I love independence. I'm not talking about myself, but about my children. My favourite mothering moments come when I watch my children fly a little farther from the nest.
I know I'm not common among mothers in this area. I know most moms shed tears when their children go off to kindergarten, or hold them closer to home a little past when their children want to wander out, or revel in the smell of their kids' laundry. They want to stop time and have their children forever. Me, I get a rush from seeing my kids growing up.

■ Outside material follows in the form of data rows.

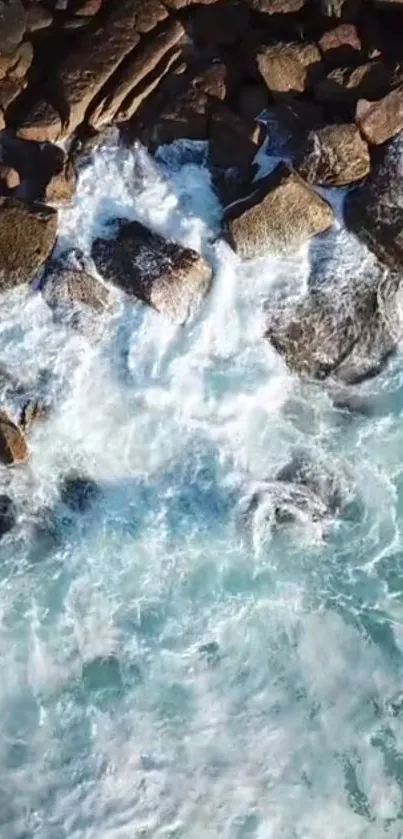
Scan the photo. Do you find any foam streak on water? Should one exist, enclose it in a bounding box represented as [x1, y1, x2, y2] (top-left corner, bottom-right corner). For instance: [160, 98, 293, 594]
[1, 135, 403, 839]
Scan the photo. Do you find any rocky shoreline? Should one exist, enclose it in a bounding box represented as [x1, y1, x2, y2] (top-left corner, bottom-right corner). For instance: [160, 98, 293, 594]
[0, 0, 403, 534]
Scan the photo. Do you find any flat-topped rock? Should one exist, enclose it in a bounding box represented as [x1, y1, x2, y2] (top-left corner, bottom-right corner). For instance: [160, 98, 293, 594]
[225, 163, 334, 259]
[257, 42, 323, 98]
[92, 220, 212, 323]
[356, 87, 403, 145]
[0, 198, 57, 290]
[297, 123, 370, 186]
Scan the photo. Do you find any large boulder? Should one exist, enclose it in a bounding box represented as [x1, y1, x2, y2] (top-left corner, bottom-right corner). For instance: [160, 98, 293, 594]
[356, 87, 403, 146]
[0, 410, 28, 465]
[265, 270, 402, 383]
[91, 220, 212, 323]
[0, 198, 57, 290]
[344, 136, 403, 272]
[296, 123, 370, 186]
[225, 163, 334, 259]
[257, 42, 323, 98]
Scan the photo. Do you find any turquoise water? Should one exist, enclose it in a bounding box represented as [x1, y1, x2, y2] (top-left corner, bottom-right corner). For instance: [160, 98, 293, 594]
[1, 136, 403, 838]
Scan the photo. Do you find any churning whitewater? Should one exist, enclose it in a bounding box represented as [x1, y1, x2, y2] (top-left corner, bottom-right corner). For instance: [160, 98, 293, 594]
[1, 133, 403, 839]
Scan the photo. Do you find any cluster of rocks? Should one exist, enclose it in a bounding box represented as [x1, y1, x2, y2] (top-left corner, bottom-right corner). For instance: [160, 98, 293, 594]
[1, 0, 403, 538]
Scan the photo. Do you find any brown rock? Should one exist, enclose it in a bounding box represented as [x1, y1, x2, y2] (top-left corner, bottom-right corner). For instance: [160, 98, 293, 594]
[247, 0, 306, 10]
[91, 220, 212, 323]
[0, 410, 28, 465]
[7, 41, 33, 81]
[315, 61, 390, 107]
[0, 79, 23, 110]
[0, 0, 26, 55]
[0, 198, 57, 290]
[209, 102, 262, 168]
[53, 0, 169, 139]
[74, 0, 102, 14]
[225, 163, 334, 258]
[89, 19, 185, 128]
[296, 123, 370, 186]
[0, 164, 20, 190]
[356, 87, 403, 145]
[15, 99, 62, 143]
[257, 42, 323, 97]
[26, 4, 53, 31]
[148, 87, 210, 148]
[44, 154, 76, 205]
[318, 24, 361, 67]
[193, 63, 230, 101]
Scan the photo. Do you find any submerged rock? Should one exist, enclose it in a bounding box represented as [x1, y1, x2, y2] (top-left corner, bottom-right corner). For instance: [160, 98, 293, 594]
[225, 163, 334, 259]
[92, 220, 212, 323]
[60, 473, 101, 513]
[0, 494, 16, 539]
[0, 198, 57, 291]
[265, 269, 403, 383]
[0, 410, 28, 465]
[19, 399, 48, 433]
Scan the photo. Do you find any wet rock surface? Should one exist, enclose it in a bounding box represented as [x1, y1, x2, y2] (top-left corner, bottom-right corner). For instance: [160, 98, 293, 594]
[92, 219, 212, 323]
[0, 409, 28, 465]
[0, 198, 57, 289]
[296, 123, 370, 186]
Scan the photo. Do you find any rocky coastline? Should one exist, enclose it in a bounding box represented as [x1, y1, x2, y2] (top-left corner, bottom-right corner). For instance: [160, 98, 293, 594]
[0, 0, 403, 535]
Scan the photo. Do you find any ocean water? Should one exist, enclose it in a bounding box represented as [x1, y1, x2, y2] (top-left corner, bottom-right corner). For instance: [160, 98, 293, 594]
[1, 133, 403, 838]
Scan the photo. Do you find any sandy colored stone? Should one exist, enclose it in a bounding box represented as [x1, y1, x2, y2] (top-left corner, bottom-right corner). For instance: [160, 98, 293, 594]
[16, 99, 62, 143]
[0, 410, 28, 465]
[356, 87, 403, 145]
[297, 123, 370, 186]
[0, 198, 57, 289]
[225, 163, 334, 258]
[257, 42, 323, 97]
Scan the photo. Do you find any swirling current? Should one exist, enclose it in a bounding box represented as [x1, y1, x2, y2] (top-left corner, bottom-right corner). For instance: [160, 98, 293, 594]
[1, 133, 403, 838]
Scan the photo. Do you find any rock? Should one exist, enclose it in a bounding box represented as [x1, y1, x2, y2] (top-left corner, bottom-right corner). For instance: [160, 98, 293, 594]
[147, 87, 210, 149]
[265, 270, 403, 383]
[0, 164, 20, 190]
[60, 473, 100, 512]
[344, 136, 403, 271]
[0, 0, 26, 55]
[247, 0, 306, 11]
[26, 4, 53, 31]
[0, 410, 28, 465]
[318, 23, 361, 67]
[0, 78, 24, 110]
[7, 41, 33, 81]
[42, 259, 111, 313]
[89, 19, 185, 128]
[209, 102, 262, 168]
[193, 62, 231, 102]
[315, 61, 390, 108]
[0, 198, 57, 290]
[44, 153, 76, 205]
[257, 42, 323, 98]
[225, 163, 334, 259]
[16, 100, 62, 144]
[266, 101, 325, 155]
[356, 87, 403, 145]
[52, 0, 169, 139]
[19, 399, 47, 432]
[0, 494, 16, 538]
[92, 220, 212, 323]
[296, 123, 370, 186]
[74, 0, 103, 14]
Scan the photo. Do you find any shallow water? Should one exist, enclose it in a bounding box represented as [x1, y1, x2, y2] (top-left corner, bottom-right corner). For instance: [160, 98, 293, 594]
[1, 135, 403, 838]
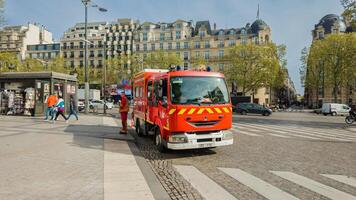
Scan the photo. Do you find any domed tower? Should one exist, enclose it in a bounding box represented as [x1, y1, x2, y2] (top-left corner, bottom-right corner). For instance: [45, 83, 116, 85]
[313, 14, 346, 40]
[250, 19, 271, 44]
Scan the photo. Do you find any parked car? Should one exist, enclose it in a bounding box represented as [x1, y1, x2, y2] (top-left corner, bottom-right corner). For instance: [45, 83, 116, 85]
[89, 99, 113, 110]
[77, 99, 85, 112]
[235, 103, 272, 116]
[321, 103, 350, 116]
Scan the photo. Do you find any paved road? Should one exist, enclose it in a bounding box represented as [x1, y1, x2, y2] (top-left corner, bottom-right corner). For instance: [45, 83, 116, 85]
[135, 112, 356, 200]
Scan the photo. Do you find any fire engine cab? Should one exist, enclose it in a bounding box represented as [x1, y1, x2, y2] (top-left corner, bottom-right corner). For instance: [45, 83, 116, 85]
[133, 67, 233, 152]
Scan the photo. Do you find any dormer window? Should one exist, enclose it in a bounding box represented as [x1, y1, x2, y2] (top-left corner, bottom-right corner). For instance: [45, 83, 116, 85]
[241, 29, 246, 35]
[229, 30, 235, 35]
[219, 30, 224, 36]
[176, 23, 182, 29]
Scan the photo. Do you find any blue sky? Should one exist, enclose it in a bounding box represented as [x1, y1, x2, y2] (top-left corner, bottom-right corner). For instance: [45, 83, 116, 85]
[5, 0, 344, 94]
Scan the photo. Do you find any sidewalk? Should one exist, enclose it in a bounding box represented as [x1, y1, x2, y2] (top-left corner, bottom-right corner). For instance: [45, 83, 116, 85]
[0, 114, 168, 200]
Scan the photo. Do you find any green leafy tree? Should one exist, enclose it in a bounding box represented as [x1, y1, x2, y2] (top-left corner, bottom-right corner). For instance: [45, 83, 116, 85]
[224, 43, 283, 96]
[0, 52, 20, 72]
[144, 50, 182, 69]
[18, 58, 44, 72]
[341, 0, 356, 31]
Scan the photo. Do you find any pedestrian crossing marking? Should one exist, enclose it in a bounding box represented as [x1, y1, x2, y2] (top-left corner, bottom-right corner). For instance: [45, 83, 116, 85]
[271, 171, 356, 200]
[268, 133, 291, 138]
[236, 123, 354, 142]
[237, 130, 262, 137]
[321, 174, 356, 188]
[219, 168, 299, 200]
[173, 165, 237, 200]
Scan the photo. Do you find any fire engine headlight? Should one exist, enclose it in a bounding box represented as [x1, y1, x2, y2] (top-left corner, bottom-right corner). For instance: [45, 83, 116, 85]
[222, 131, 233, 140]
[168, 135, 188, 143]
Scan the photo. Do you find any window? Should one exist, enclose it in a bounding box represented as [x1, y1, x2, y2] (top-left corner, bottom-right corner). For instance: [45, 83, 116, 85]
[176, 31, 181, 39]
[70, 51, 74, 58]
[98, 50, 103, 57]
[229, 40, 236, 46]
[79, 61, 83, 67]
[89, 50, 94, 57]
[136, 44, 140, 51]
[158, 79, 168, 101]
[218, 50, 224, 58]
[199, 31, 206, 37]
[219, 30, 224, 36]
[147, 81, 153, 105]
[79, 51, 84, 58]
[135, 87, 140, 98]
[168, 42, 172, 50]
[63, 52, 67, 58]
[151, 43, 155, 51]
[176, 42, 180, 49]
[143, 44, 147, 51]
[90, 60, 94, 66]
[160, 33, 165, 41]
[218, 40, 224, 48]
[195, 51, 201, 58]
[160, 43, 164, 50]
[204, 51, 210, 60]
[143, 32, 148, 41]
[218, 63, 224, 71]
[241, 29, 246, 35]
[183, 52, 189, 60]
[204, 41, 210, 48]
[184, 42, 189, 49]
[70, 61, 74, 68]
[176, 23, 182, 29]
[98, 60, 103, 67]
[195, 41, 200, 48]
[229, 30, 235, 35]
[318, 31, 324, 38]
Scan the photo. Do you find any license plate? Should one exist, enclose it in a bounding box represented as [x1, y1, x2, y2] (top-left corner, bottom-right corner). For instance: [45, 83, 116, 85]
[199, 143, 213, 148]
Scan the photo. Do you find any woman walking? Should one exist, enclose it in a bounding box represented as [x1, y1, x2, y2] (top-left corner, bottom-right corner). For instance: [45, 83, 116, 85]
[67, 95, 78, 120]
[54, 95, 67, 122]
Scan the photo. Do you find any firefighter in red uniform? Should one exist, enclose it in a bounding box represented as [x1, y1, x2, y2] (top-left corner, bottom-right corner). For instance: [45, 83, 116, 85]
[119, 91, 129, 134]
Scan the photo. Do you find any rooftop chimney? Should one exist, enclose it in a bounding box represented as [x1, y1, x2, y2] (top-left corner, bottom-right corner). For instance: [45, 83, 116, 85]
[214, 23, 217, 30]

It's not that I want them gone from my care; I often joke with Benjamin that he has to stop growing and stay my little boy forever. He grins, then goes up on tiptoes, reaches his arms to the ceiling and opens his eyes as wide as they'll go, pronouncing: "I'm growing Mommy!" Secretly I love it. I love that I am training them to be wonderful, amazing human beings. I love to see their progress as they learn, practice and master new things. They are young for only a short time; most of their lives will be spent as adults. For a few short years they are my children, in training, but most of their lives they will be my friends, my allies, my partners. We will go out in this world and conquer it together. While they (and I) will never stop learning, they will only be under my direct tutelage for a moment, and then we will learn and grow together.
That excites me.
Colin turns eight in December, and I see the ages of eight to twelve as a whole new stage. This is a time when the real training for independence starts. He will have four years to work by the side of adults to observe and learn tangible skills for adulthood. He will learn household chores: cooking, cleaning, laundry. He will learn social skills: the telephone, the computer and internet, hosting. He will learn work skills: serving others, how to labour hard, how to tackle hard problems. We will push him to his limits and then ask him to go further. Because once he is a teenager, we as parents will move from teacher to coach. We will no longer stand at his side, but cheer from the sidelines. We will call him in to give him guidance, and then send him back out on the field again, alone. That stage will last only six years before he must be prepared to walk into the world without us.
But it doesn't scare me. It excites me.
That's why I'm so excited when my kids show signs of independence. It means I'm succeeding in this terribly hard task of motherhood.